Public frustration with the New Patriotic Party’s time in government was driven more by daily hardship than by policy failures, according to NPP communications team member Lawuratu Musah-Saaka.
Speaking on Metro TV’s Good Morning Ghana, Musah-Saaka said governments are often judged not by the intentions behind their policies but by how those decisions affect the everyday lives of citizens.
“When you are in power, you see the things you put in place,” she said. “But the real issue is whether those efforts are sustainable and whether they actually make life better for the ordinary Ghanaian.”
She explained that several factors that went against the NPP administration under former President Nana Addo Dankwa Akufo-Addo were rooted in lived experiences rather than political messaging.
“Some of the things that worked against us were not just issues on paper,” she said. “It was how people felt those decisions in their own lives.”
Musah-Saaka pointed specifically to the domestic debt exchange programme, popularly referred to as the haircut, noting that images of elderly bondholders picketing deeply damaged public confidence in the government.
“When the elderly were seen protesting, it struck a nerve,” she said. “That went strongly against us while we were in power.”
She added that voters tend to assess governments based on basic survival needs rather than political explanations.
According to her, the key question many Ghanaians ask is how government decisions connect to essentials such as water, food, electricity and internet access.

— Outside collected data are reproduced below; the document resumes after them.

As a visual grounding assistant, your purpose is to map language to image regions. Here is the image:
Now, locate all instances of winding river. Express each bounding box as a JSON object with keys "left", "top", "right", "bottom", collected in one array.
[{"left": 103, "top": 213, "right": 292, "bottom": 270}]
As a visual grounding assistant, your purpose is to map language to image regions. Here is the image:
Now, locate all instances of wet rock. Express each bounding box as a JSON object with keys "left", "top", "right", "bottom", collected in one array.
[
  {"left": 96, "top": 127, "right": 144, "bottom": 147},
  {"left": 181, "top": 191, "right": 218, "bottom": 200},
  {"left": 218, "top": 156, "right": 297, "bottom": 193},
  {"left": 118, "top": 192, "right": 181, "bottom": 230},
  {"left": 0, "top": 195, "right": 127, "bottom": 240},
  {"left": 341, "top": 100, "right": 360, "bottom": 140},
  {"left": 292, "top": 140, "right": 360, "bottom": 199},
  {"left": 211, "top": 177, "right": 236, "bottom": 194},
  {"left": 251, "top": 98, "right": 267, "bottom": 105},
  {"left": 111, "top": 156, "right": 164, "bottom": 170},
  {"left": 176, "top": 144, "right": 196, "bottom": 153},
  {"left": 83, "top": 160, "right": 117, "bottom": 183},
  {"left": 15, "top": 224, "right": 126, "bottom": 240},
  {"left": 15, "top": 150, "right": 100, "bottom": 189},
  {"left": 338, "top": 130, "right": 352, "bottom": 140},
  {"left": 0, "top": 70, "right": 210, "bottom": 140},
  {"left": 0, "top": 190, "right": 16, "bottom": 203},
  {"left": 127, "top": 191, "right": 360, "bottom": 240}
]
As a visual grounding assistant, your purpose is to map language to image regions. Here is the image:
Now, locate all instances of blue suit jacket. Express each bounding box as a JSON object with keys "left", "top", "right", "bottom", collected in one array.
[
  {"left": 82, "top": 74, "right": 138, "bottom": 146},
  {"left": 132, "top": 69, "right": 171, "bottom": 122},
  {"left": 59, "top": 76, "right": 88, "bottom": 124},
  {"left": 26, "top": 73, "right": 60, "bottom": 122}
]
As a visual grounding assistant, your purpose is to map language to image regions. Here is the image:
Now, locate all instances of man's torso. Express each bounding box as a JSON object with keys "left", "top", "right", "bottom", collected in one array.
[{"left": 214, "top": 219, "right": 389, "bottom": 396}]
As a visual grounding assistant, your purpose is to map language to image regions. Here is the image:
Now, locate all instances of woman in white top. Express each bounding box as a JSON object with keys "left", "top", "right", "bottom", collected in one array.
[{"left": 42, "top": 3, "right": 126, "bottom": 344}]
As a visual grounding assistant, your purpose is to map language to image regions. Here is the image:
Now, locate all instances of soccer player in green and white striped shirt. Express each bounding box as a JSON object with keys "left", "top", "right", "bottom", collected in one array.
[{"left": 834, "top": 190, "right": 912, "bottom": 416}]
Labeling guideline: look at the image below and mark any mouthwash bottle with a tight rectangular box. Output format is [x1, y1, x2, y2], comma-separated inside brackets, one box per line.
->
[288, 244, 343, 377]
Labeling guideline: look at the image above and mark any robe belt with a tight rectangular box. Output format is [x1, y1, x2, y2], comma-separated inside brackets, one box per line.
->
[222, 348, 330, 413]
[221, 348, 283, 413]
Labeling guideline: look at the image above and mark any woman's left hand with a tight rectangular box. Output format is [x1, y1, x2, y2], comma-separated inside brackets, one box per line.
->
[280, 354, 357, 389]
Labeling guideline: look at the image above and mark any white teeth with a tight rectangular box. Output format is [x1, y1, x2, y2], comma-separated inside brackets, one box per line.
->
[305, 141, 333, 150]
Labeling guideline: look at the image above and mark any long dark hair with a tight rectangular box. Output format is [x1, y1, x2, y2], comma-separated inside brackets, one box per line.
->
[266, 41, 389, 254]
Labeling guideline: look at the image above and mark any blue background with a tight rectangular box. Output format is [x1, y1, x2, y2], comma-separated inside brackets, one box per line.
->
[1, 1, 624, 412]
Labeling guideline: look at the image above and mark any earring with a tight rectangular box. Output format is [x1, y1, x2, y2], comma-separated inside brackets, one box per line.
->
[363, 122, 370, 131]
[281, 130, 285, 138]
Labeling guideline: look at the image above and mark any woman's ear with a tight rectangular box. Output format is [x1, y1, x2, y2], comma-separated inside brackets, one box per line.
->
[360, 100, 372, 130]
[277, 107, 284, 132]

“There has to be a clear connection between what a ruling party is saying and how people survive day to day,” she told host Moro Awudu.
Musah-Saaka warned that the same standard used by voters to judge the NPP could easily be applied to the ruling National Democratic Congress.
“The same measure that was used against us can be used against the NDC,” she said. “If people feel the same pressures, the same frustrations will surface.”
She stressed that no government is immune from public anger if citizens feel their daily lives are becoming harder, regardless of political promises or intentions.